Они подошли к шоссе ровно в десять. Полковник, посмотрев на часы, остановился, майор поднял руку и крикнул: «Перекур! Десять минут!» Калвер сошел с дороги и опустился в траву. Кровь стучала в висках, билась в глазницах, жажда была такая, что он, забью обо всем, выпил треть фляги. Он закурил сигарету и тут же отшвырнул – она отдавала медью. Его ноги одеревенели от усталости. Он медленно вытянул их в росистой траве и посмотрел на тихое звездное небо. Потом обернулся. По дороге, шагая через ноги и винтовки, двигалась фигура. Это был Маникс. Он остановился над Калвером и сел, не переставая бормотать:
– Сукины дети, ни за что не идут вместе. Все время нужно на них гавкать. Им придется всю дорогу бежать, чтобы догнать передних. Дай закурить.
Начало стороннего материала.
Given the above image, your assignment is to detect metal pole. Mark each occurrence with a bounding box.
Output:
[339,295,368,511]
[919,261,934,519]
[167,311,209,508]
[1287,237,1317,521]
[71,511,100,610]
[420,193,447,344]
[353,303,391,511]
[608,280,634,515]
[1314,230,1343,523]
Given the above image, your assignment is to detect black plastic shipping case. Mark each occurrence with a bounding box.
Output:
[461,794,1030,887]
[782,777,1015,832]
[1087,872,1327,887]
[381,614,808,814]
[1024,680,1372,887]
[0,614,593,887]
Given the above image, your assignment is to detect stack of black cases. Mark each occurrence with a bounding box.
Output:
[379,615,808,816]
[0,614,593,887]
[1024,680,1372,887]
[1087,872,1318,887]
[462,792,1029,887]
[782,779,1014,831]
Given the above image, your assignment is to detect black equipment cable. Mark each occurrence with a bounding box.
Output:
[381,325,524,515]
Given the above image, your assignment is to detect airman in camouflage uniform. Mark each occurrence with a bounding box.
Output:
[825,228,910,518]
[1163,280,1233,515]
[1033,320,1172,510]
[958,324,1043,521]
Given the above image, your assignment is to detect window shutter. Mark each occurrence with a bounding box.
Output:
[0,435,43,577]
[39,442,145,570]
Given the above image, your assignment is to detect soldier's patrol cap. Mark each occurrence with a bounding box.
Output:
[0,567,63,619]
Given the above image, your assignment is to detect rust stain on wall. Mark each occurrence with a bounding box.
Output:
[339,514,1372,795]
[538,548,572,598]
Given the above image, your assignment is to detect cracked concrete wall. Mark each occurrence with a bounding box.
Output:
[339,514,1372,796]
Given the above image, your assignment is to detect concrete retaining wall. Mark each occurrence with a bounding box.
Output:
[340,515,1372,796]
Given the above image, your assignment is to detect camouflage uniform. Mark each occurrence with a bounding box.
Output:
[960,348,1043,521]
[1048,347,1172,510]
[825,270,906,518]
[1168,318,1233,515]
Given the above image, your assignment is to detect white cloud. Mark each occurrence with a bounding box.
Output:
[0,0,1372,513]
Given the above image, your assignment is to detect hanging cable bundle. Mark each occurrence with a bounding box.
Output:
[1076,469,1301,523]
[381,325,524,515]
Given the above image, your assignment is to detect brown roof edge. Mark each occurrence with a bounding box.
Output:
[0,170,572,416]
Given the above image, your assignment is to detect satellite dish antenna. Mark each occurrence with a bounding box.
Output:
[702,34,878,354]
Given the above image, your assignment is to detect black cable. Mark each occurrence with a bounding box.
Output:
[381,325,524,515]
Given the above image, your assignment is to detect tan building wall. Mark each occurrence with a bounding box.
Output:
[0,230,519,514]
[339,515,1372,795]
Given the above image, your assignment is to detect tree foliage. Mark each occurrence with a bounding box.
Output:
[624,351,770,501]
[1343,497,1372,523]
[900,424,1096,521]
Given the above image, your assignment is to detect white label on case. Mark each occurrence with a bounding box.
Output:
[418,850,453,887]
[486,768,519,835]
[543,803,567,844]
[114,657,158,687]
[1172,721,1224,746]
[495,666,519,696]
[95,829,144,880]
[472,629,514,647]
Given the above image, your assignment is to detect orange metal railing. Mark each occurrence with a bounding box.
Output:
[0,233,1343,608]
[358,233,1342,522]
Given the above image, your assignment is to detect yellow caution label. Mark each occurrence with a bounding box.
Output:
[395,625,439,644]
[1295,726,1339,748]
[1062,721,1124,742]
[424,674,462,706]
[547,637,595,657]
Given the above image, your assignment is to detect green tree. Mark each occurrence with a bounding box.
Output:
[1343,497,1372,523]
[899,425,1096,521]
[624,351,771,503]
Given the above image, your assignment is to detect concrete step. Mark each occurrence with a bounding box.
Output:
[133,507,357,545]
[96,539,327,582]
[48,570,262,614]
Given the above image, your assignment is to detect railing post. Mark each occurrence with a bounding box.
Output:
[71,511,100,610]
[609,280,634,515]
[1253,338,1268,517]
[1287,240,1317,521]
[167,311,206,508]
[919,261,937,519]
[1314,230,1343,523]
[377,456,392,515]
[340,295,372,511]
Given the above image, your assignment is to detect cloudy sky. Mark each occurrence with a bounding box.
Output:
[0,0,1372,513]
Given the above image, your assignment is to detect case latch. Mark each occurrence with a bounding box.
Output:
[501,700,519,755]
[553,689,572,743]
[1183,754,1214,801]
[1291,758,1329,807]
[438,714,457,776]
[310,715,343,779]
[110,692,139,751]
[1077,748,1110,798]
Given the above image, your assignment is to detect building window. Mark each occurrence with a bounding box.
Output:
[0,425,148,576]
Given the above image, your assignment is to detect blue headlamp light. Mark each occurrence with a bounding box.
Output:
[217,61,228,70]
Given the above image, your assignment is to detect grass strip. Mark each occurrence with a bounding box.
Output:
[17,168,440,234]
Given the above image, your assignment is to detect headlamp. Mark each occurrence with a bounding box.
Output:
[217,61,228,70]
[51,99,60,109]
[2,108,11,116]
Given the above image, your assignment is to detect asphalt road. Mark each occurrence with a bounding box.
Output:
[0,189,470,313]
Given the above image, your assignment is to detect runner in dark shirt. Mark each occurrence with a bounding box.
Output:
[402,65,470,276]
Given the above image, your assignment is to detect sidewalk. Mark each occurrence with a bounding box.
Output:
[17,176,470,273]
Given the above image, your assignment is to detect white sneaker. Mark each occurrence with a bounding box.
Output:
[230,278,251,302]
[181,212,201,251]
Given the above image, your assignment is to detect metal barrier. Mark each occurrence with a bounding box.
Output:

Он тяжело дышал и стирал пот со лба тыльной стороной руки.
– Оставь ты их в покое, – сказал Калвер, протягивая ему сигареты.
Маникс закурил и, закашлявшись, выдохнул дым.
– Черт, – буркнул он, кашляя, – нельзя их оставить в покое. Не желают идти. Только и думают, как бы отвалить в сторонку, чтобы их грузовик подобрал. Пятнадцать нарядов их больше устраивают. Резервисты они, понимаешь? Им плевать, перед кем они позорятся – передо мной, перед кем угодно…
Со вздохом он повалился на траву и прикрыл глаза руками.
– …твою мать, – сказал он.
Калвер смотрел на него сверху вниз. Желтый свет фары косо упал на его подбородок Угол рта у него кривился, словно он сосал что-то кислое. Он лежал измученный, обессилевший, но видно было – даже сейчас, во время отдыха, – что он никогда не признается в этом. Он стиснул зубы. Казалось, его ярость и неистовство помогали ему, как Атланту, нести бремя его усталости.
– Господи, – пробормотал он вдруг, – целый день не могу забыть про этих ребят – как они лежали на опушке.
Калвер не шевелился – он тоже вспомнил. Потом он посмотрел на часы, и сердце у него упало: шесть минут из десяти прошли так быстро, как будто их и не было. Он сказал:
– Слушай, Эл, а почему они должны идти? Если бы тебя мурыжили, как этих рядовых, ты бы захотел идти, не плюнул бы на все? Перестань ты их подгонять. Скажи по-честному: тебе разве не все равно, дойдут они или нет? Сам ты – другое дело. Или я. Но остальные… Какого черта? – Он замолчал, подыскивая слова, потом слабо повторил: – Не все ли тебе равно?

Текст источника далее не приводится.